Certainly, inexpensive cloud-based storage is enabling big data strategies, but the reality is that while it is feasible to store all the data in the cloud, even with fast connections retrieving that 5Tb of data from the cloud back into the organisation would take an unfeasibly long time. Furthermore, cloud costs are increasing, especially as organisations add more data; and even cheaper outsourced tape back-up options still incur escalating power and IT management costs.

In addition, the impact of unused data sitting on primary storage extends far beyond higher back-up costs; time-consuming end-user access leads to operational inefficiency and raises the risk of non-compliance.

Take a far more intelligent approach

Organisations cannot take a short-term approach to managing the volumes of big data and hope to realise long-term benefits. There is a clear need to take a far more intelligent approach to how, where and what data is stored. Is it really practical to take a back-up of an entire file server simply because some of the documents need to be retained for several years to meet compliance requirements? Or is there a better way that extracts the relevant information and stores that in a cheaper location, such as the cloud?

To retain information and avoid a cataclysmic explosion in data volumes, organisations need to take a far more strategic approach to data archive and back-up. What information must be kept on expensive local storage and what can be sent to the cloud or another location? And what policies will be put in place to take data ownership away from end-user control? By taking a strategic approach to archiving data, based on the property of each data object, organisations avoid the problems caused by end-users applying their own "retain everything" policies.

By deleting the local data source and moving it to a virtual data repository, an organisation avoids duplication and inconsistency whilst still ensuring information can be retrieved in a timely and simple fashion. Policy-driven rules for data retention can be based on criteria such as file name, type user, keyword, tagging or Exchange classifications, while tiering can be applied based on content rules to any target, including tape or cloud.
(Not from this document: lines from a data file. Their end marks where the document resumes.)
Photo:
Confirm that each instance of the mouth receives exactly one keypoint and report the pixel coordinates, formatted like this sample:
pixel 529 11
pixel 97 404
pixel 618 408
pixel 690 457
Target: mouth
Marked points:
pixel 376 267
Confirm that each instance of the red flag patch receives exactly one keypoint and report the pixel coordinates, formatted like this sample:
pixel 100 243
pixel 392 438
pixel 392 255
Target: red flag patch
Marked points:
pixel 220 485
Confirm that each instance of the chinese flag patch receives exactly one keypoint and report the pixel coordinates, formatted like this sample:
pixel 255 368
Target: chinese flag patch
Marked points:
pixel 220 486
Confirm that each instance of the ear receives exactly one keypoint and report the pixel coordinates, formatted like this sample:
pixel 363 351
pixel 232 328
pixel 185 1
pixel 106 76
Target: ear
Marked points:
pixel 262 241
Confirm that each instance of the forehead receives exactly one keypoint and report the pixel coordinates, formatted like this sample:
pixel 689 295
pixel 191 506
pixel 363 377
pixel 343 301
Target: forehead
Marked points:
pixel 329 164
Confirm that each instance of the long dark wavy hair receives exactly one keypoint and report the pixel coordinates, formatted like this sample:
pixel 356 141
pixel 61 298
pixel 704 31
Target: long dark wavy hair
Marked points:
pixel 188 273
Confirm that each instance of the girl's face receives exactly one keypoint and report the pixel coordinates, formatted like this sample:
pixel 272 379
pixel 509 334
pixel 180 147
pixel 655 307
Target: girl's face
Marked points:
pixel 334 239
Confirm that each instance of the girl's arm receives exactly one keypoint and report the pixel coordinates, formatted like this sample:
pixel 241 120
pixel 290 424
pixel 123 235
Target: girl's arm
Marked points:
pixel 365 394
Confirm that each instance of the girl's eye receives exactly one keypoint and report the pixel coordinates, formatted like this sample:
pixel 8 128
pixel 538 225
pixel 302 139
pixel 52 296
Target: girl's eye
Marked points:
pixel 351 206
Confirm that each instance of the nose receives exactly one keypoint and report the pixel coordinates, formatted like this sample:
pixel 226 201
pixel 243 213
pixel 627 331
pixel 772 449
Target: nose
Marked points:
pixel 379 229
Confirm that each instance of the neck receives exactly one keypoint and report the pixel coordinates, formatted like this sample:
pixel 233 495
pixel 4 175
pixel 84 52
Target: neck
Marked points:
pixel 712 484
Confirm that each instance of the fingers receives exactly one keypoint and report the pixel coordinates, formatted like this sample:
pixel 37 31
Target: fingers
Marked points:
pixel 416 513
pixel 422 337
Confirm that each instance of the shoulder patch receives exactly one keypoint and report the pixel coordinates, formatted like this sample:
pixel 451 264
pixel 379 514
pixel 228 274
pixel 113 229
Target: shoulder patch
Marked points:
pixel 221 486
This intelligent retention model needs to be backed up by effective data retrieval. The key to this process is context indexing, which enables end-users to apply simple key word search to access any data. Organisations have the option to context index either live data or secondary data, in back-up or archive. In both cases, rather than context index the entire data resource, by applying the right filters and policies organisations can also prioritise the most valuable and frequently accessed data sources. Context indexing critical corporate data in this way ensures the business always has the option to access and retrieve information rapidly.

Combining intelligent storage policies with content indexing reduces data volumes, enables organisations to use the most appropriate storage media for each data object and facilitates rapid access to business critical information.

Growing pressure on IT to deliver

Demands from individuals to explore and exploit big data will put growing pressure on IT to deliver more than additional storage resources. What happens when it takes the CEO over 15 minutes to find and access an essential document? Or when the legal team cannot retrieve vital information to prove compliance? Or when the brand manager cannot exploit expensive retailer data and analytics investment to understand customer behaviour?

The key to transforming big data into big intelligence is content and context. By managing big data retention and storage based on content and its inherent value to the business, organisations will be well placed to harness this data not only to address immediate problems, but also to improve strategic insight. From predicting demand for new products and services to transforming the speed with which every end-user can retrieve corporate documents, it is those organisations that consider retention strategies from day one that will be best placed to realise the big data vision.